There are so many up's and down in the NICU. With every couple of steps forward Button made, there was always a step back. The first week was spent praying for answers, for improvement. Each time we spoke to the doctor or got to the NICU, I held my breath. I waited for news, good or bad. Then finally at a week old, her test came back leaps and bonds better. They were taking the lines out of her belly button. She could handle being off the ventilator for short spurts. They would be able to start stepping her off the ventilator and the sedation. We could breath a little easier.


But as she got better and they stepped her off, new things came up. Button had been on her sedation for so long, she was having with drawls. The second week began on a sour note. Button was cranky and the staff was unable to continue weaning her. They needed to get her back to being stable first. The only positive is that we could finally hold her. After over a week of waiting and worrying, holding Button was like finding a unicorn in the forest. It was magic and healing. Not just for her but for us as well. We were able to cuddle with her, sing her to sleep, rock our baby. All those amazing blissful things.


She was also able to finally get a bath and wear her first outfit. They did her foot prints and normal things. You would have thought it was her birthday, the excitement Hubbins and I had. Her first bath was long waited and the first normal baby thing we got to do with her. We were slowly getting to be parents again. Even the smallest things were celebrated. We could change her diaper and take her temp during care hours. I didn't expected to be elated about changing diapers, but I most certainly was.

Finally they were able to take the breathing tube out and take her off the sedation. Rounding into the end of the second week, Button was finally starting to be more baby like. We were allowed to hope. There was in fact a light at the end of the tunnel.


We had another set back going into the weekend. Button's withdrawals were out of control and they would need to put her on morphine. We wouldn't be taking her home after two weeks and were looking at one more. It was heartbreaking and frustrating to see all her progress over shadowed. But we had to keep the faith. Luckily, the NICU staff is amazing. Even in the worse moments, they were a constant support. The nurses truly cared. Some of them cared more than I would have expected and the comfort it brought is priceless. The nurses were a constant life line for us. They reminded us that she would come home. She was getting better, and progress is good. Small victories became my mantra.


Finally at the beginning of our third week, Button got a new bed. An actual hospital bassinet. She was also able to swing and I could breast feed. Visiting her became so much easier, and leaving was so much harder. But we could see the light, almost touch it. Then finally after 2 1/2 weeks, we got to bring our Button home.


That last night in the NICU with her was blissful. I was so ready to bring her home and start our life as a family of five. But it was bittersweet, the staff had become part of our family. They saved our baby and took care of her while she fought to live. They helped her breath and for that I am eternally thankful. We were aware just how bad things were, until the end. No one told us, we almost lost her those first 12hours. That in the beginning the nurses worked over time to protect our girl and us. Not only did they help her fight to survive, they kept us strong. Because I don;t think I could have survived through the first 12 hours knowing just how close to her going away we were.

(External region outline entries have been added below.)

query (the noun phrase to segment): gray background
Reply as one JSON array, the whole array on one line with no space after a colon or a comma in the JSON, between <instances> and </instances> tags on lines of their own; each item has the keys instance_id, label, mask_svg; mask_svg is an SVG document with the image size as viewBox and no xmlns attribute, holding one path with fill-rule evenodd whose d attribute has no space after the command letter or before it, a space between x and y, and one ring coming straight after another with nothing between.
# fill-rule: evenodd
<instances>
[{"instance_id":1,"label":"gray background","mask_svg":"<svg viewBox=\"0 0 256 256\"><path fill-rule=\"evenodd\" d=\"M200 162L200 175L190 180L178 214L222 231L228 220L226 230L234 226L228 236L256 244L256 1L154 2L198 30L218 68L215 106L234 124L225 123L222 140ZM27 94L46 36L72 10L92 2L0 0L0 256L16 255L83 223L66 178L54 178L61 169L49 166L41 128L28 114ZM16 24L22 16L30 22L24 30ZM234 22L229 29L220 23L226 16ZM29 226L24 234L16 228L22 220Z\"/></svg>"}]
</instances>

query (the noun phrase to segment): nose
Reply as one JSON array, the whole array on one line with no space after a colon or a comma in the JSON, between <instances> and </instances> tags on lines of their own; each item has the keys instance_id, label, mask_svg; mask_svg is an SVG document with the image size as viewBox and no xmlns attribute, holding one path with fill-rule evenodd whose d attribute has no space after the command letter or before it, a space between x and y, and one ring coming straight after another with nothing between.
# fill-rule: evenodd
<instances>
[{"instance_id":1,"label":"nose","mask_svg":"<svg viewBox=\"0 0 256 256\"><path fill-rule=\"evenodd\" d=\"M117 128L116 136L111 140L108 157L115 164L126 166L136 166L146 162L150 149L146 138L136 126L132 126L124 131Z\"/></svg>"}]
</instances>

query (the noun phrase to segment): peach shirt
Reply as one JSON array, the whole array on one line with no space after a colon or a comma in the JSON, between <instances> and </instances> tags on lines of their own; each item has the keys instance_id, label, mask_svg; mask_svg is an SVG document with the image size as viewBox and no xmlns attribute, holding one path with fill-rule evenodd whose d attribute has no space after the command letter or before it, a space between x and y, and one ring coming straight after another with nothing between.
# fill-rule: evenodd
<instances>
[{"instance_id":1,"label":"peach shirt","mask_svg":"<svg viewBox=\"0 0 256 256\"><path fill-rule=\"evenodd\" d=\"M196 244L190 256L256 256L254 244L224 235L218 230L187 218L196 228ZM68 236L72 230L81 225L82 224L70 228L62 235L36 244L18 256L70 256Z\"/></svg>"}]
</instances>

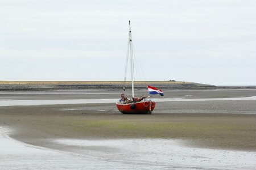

I am so very thankful to the NICU staff, to my family and friends. To everyone who was there for support and comfort. I can't thank enough the people who cared for our big girls while Hubbins and I cared for Button. I am grateful to my best friend who sent flowers to brighten my day. To my mom who came down two weekends in a row to be there for me, to make sure I would get through it. To my dad, who visited regularly and was my rock when needed. To my sister in law, for loving the girls, being their for support or a laugh. To everyone who prayed for her, provided food for us or simply cared enough to check in. I'll never forget the NICU or the people that helped us all live through it.